SBY semakin membosankan lagi saat bicara tanpa teks. Gaya bicara repetitif yang sinkronnya dipasangkan dengan gaya bersemangat (mengepalkan tangan dan dengan suara lantang, misalnya), dilantunkannya dengan sangat datar. Selain itu, jawaban SBY atas pertanyaan panelis di berbagai forum juga mengawang-awang, tak kongkret dan terkesan cari aman.

Soal cari aman di sini juga bisa dilacak ketika SBY merumuskan konsep ekonomi “jalan tengah” atau kerap disebut Yudhoyonomics. Jalan tengah tentu dianggap jalan yang paling aman. Tapi belum tentu jadi jalan yang paling benar. Seolah-olah dengan memilih jalan-tengah, perdebatan soal Neo-lib vs ekonomi kerakyatan selesai. Penasehat ekonomi SBY tentu jago-jago dan tahu persis bahwa tindakan yang pro-pasar belum tentu bisa disebut neo-liberal. Begitu juga ketika negara intervensi pasar, belum tentu juga itu bentuk ekonomi komando. Yang terpenting adalah kapan kebijakan yang diambil berada pada momentum yang tepat dan ujung-ujungnya membawa kemakmuran rakyat. Tapi, dengan adanya konsep Yudhoyonomics ini, seolah-olah sudah tertemukan resep ampuh untuk membangun sektor ekomoni, tanpa ada penjelasan dan langkah kongkret soal Yudhoyonomics itu. Sementara, media massa hari ini sudah memuat Prabowo-Mega menandatangani kontrak politik soal pengahupusan UU BHP –yang dianggap merugikan rakyat.

Lalu bagaimana dengan Megawati? Tak terlalu menjajikan juga. Gayanya mesam-mesem saat di layar TV –baik dalam kampaye maupun acara lain—seolah ingin menutupi ketaksanggupannya memberi jawaban si penanya.

Saya ingat, saat di Global TV tadi malam, Todung Mulya Lubis bertanya soal anggaran Komnas HAM yang kecil dan apakah bisa ditingkatkan – sebanding KPK ? Karena Komnas HAM juga mengurusi hal penting.
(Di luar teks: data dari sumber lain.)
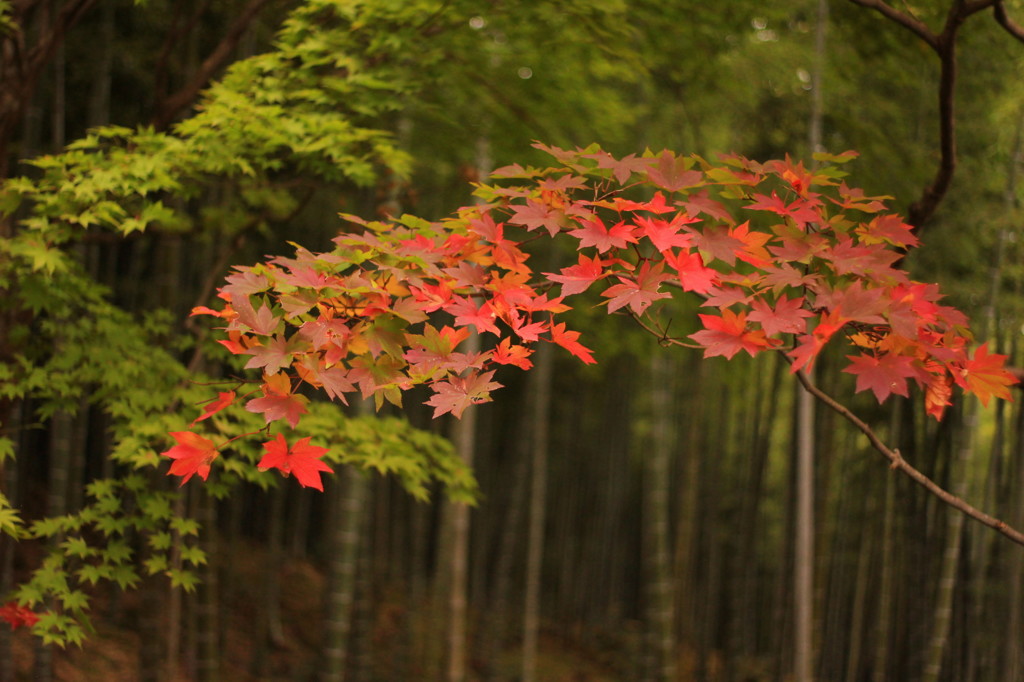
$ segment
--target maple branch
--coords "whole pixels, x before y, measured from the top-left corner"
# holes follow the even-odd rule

Apa jawaban Mega? Mega malah bercerita ketika jadi presiden banyak sekali komisi-komisi yang bersifat ad hoc. Dan mega berharap komisi-komisi itu bisa dihapuskan. Soal pertanyaan Todung kenapa Komnas HAM anggarannya sedikit dan apakah bisa ditingkatkan, malah nggak dijawab. Benar-benar Joko Sembung alias nggak nyambung!

Dan hal di atas terhitung sering dilakukan Mega. Agak berbeda dengan Parbowo yang kadang mengutip angka dan data untuk melukiskan ketidak-beresan.

Jujur saja, saya bukan fans berat JK. Tapi saya anggap JK adalah juara kampanye pilpres. Melalui gayanya yang spontan, natural, ceplas-ceplos, percaya diri…paling tidak membuat saya rela menahan diri untuk tidak memindah channel TV saat JK tebar pesona.

Akhirnya, sebagai penuntut ilmu komunikasi, saya jadi ingat adagium yang dicetuskan oleh Marshall McLuhan : medium is message! Gaya, cara dan gesture seseorang adalah medium pesan juga. Mereka yang kaku, terstruktur, tenang, teratur dan jaga-image kira-kira juga memberi pesan bahwa saat memerintah akan menerapkan pola itu. Begitu juga dengan yang segar, lucu, spontan, natural dan grusa-grusu juga akan membawa pemerintahan pada situasi yang cepat, praktis, tapi ada resiko melanggar aturan. Yang menjawab tak tepat sasaran? Kira-kira ya, pemerintahannya hanya berputar-putar dan tidak fokus apa yang menjadi prirotitas bangsa ini. Itu pendapat saya lho….. dan have a nice week end!